5. フローサイトメトリーのための細胞染色

1. セルカウンターを使用して、細胞懸濁液中の細胞の総数を決定します。
2. 細胞懸濁液を各標識FACSチューブに移し、サンプルあたり合計3 x 10⁶ 個の細胞が存在するようにします。
3. Fc Block(1:100に希釈)を加え、氷上で15分間インキュベートします。
4. チューブを1,200 x g 、4°Cで5分間遠心分離します。 ペレットを乱さずに上清を捨てます。
5. サンプルを所定の抗体混合物で染色し、光から保護された氷上で20分間インキュベートします(すなわち、アルミホイルで覆います)。インキュベーションの途中でチューブホルダーに対してチューブをラッキングして混合します。
6. 1 mLのFACSバッファーを加えて洗浄し、ピペッティングで混合します。
7. 細胞懸濁液を別のFACSチューブに移し、懸濁液を35μmのストレーナーでゆっくりとピペッティングします。
8. チューブを1,200 x g 、4°Cで5分間遠心分離します。 ペレットを乱さずに上清を捨てます。
9. 150 μLのFACSバッファーを加え、ピペッティングで混合します。
10. サンプルを泳動する直前に、各チューブに10 μLのDAPI(1:100)を加えます。
    注:これで、サンプルをフローサイトメーターで分析する準備が整いました。

この手法を用いて、ナイーブ解離肺(代表データには左葉のみを使用)の総細胞数は、27.3 x 10⁶ 〜71.1 x 10⁶ 細胞/mLであった。

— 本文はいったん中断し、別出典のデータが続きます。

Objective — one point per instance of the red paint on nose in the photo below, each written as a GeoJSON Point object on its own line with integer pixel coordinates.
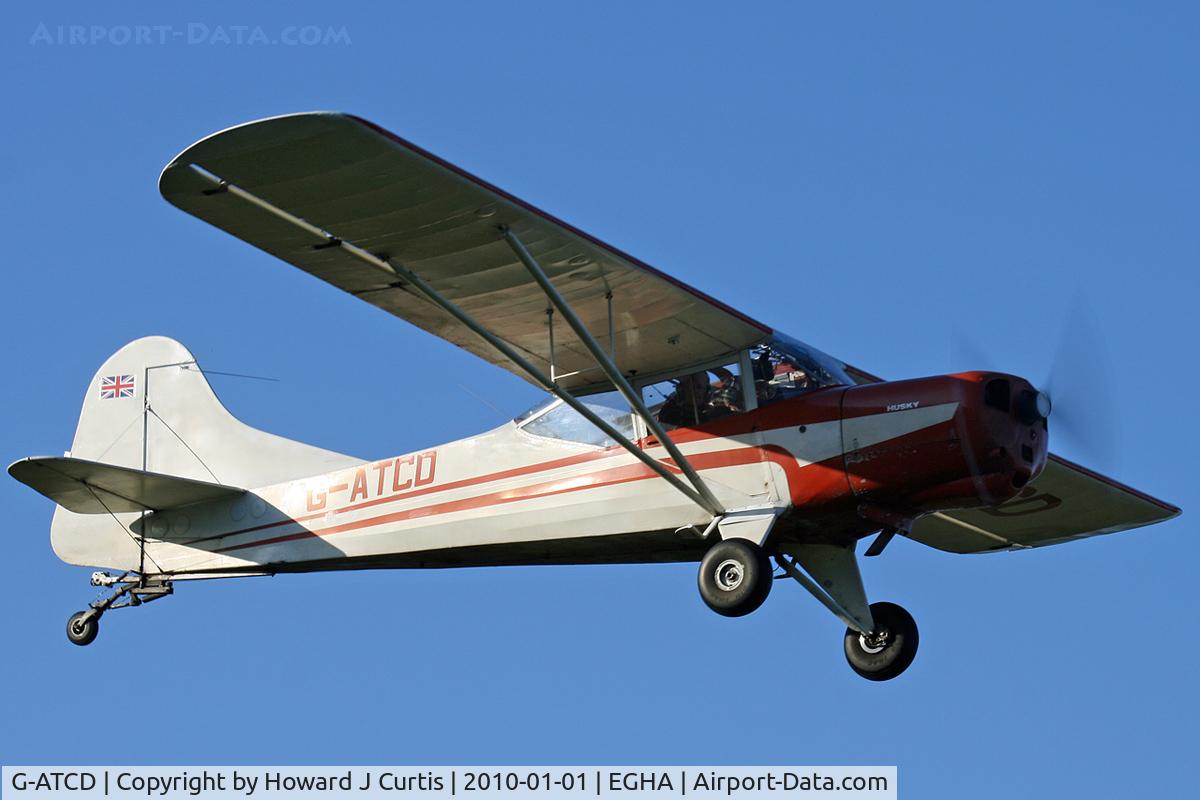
{"type": "Point", "coordinates": [981, 449]}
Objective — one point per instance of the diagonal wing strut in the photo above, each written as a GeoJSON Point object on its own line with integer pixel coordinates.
{"type": "Point", "coordinates": [697, 492]}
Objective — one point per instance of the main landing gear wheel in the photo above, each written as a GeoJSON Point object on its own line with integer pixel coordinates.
{"type": "Point", "coordinates": [83, 627]}
{"type": "Point", "coordinates": [889, 650]}
{"type": "Point", "coordinates": [735, 577]}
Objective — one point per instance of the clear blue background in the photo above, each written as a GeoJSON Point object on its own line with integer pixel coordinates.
{"type": "Point", "coordinates": [869, 176]}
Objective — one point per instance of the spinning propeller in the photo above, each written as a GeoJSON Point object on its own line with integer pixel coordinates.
{"type": "Point", "coordinates": [1077, 394]}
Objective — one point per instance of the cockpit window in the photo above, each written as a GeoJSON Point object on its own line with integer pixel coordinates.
{"type": "Point", "coordinates": [784, 368]}
{"type": "Point", "coordinates": [696, 397]}
{"type": "Point", "coordinates": [561, 421]}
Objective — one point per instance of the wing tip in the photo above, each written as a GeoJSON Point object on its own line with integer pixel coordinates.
{"type": "Point", "coordinates": [179, 157]}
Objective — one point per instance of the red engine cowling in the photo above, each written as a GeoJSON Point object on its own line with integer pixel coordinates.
{"type": "Point", "coordinates": [949, 441]}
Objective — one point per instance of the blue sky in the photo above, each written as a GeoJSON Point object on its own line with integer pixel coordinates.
{"type": "Point", "coordinates": [874, 178]}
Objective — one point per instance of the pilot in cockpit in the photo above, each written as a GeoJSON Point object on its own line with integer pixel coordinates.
{"type": "Point", "coordinates": [695, 400]}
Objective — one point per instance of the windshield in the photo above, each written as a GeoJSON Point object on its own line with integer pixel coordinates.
{"type": "Point", "coordinates": [557, 420]}
{"type": "Point", "coordinates": [784, 368]}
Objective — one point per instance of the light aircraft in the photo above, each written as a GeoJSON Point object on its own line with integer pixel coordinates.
{"type": "Point", "coordinates": [677, 428]}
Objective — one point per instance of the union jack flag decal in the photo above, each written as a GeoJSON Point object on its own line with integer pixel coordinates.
{"type": "Point", "coordinates": [115, 386]}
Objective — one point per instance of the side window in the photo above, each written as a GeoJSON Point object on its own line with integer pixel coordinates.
{"type": "Point", "coordinates": [564, 422]}
{"type": "Point", "coordinates": [784, 368]}
{"type": "Point", "coordinates": [696, 397]}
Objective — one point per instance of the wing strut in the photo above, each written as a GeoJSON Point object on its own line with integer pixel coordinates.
{"type": "Point", "coordinates": [395, 270]}
{"type": "Point", "coordinates": [606, 362]}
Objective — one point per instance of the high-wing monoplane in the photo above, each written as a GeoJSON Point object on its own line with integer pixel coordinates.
{"type": "Point", "coordinates": [676, 428]}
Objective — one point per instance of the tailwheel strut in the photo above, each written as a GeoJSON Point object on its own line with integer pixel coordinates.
{"type": "Point", "coordinates": [129, 590]}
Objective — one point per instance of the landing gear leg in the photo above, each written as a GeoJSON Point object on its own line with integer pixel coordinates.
{"type": "Point", "coordinates": [881, 638]}
{"type": "Point", "coordinates": [83, 627]}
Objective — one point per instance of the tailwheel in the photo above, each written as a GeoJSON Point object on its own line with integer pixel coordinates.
{"type": "Point", "coordinates": [888, 651]}
{"type": "Point", "coordinates": [735, 577]}
{"type": "Point", "coordinates": [83, 627]}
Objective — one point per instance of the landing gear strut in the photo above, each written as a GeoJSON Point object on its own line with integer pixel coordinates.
{"type": "Point", "coordinates": [84, 626]}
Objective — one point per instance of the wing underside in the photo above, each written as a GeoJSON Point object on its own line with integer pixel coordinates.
{"type": "Point", "coordinates": [361, 185]}
{"type": "Point", "coordinates": [1066, 503]}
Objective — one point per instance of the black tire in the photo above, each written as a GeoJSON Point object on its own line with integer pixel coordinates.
{"type": "Point", "coordinates": [735, 577]}
{"type": "Point", "coordinates": [894, 650]}
{"type": "Point", "coordinates": [83, 627]}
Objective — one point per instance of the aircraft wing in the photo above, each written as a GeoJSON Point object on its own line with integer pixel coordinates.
{"type": "Point", "coordinates": [365, 186]}
{"type": "Point", "coordinates": [1066, 503]}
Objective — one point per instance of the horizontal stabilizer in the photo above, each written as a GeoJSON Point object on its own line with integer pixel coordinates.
{"type": "Point", "coordinates": [90, 487]}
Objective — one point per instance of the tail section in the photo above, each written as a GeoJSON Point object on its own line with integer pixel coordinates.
{"type": "Point", "coordinates": [150, 408]}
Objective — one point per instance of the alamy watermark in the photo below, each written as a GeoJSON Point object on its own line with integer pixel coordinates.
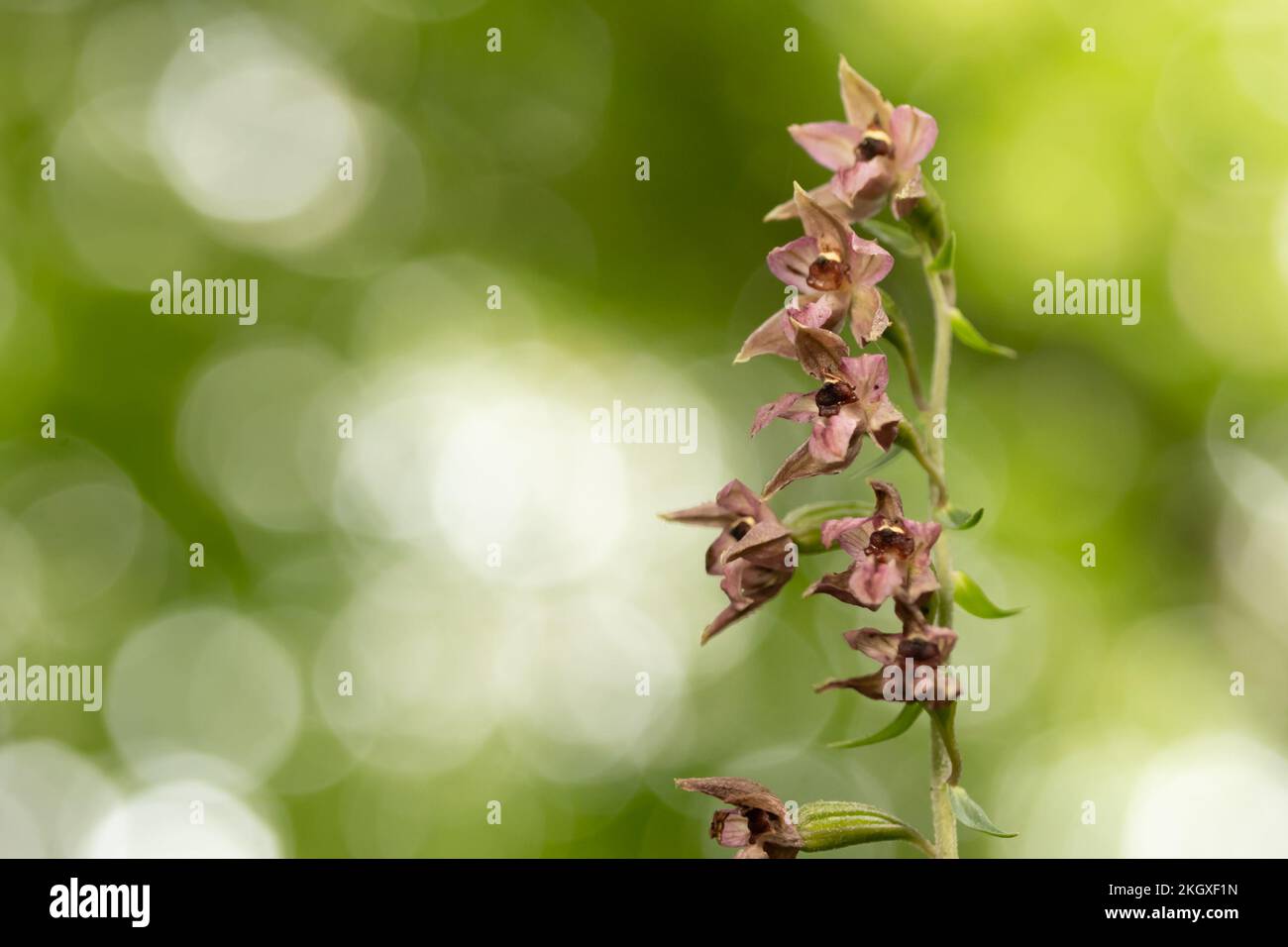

サイズでゲーティングし、ダブレットと死細胞をゲーティングアウトした後( 図2のゲーティングスキーム)、白血球数は6.9 x 10⁶ から13.5 x 10⁶ 細胞/mLの範囲でした。灌流後も閉じ込められたまま...

肺の炎症と肺の免疫応答に関する慎重な研究は、多くの疾患状態を理解するために重要です。フローサイトメトリーは、肺白血球の機能的関連性を列挙し、帰属させるために日常的に使用されています。白血球の機能は、少なくとも部分的には白血球がどこにあるかに依存します。完全な灌流プロトコルの後でも、多くの血管内白血球が肺に持続することを裏付ける...

著者は何も開示していません。

この作業は、NHLBI-K08HL132053(SS)の支援を受けました。著者らは、解剖顕微鏡と振とう水槽へのアクセスを提供してくれたG.A.フィッツジェラルド博士に感謝します。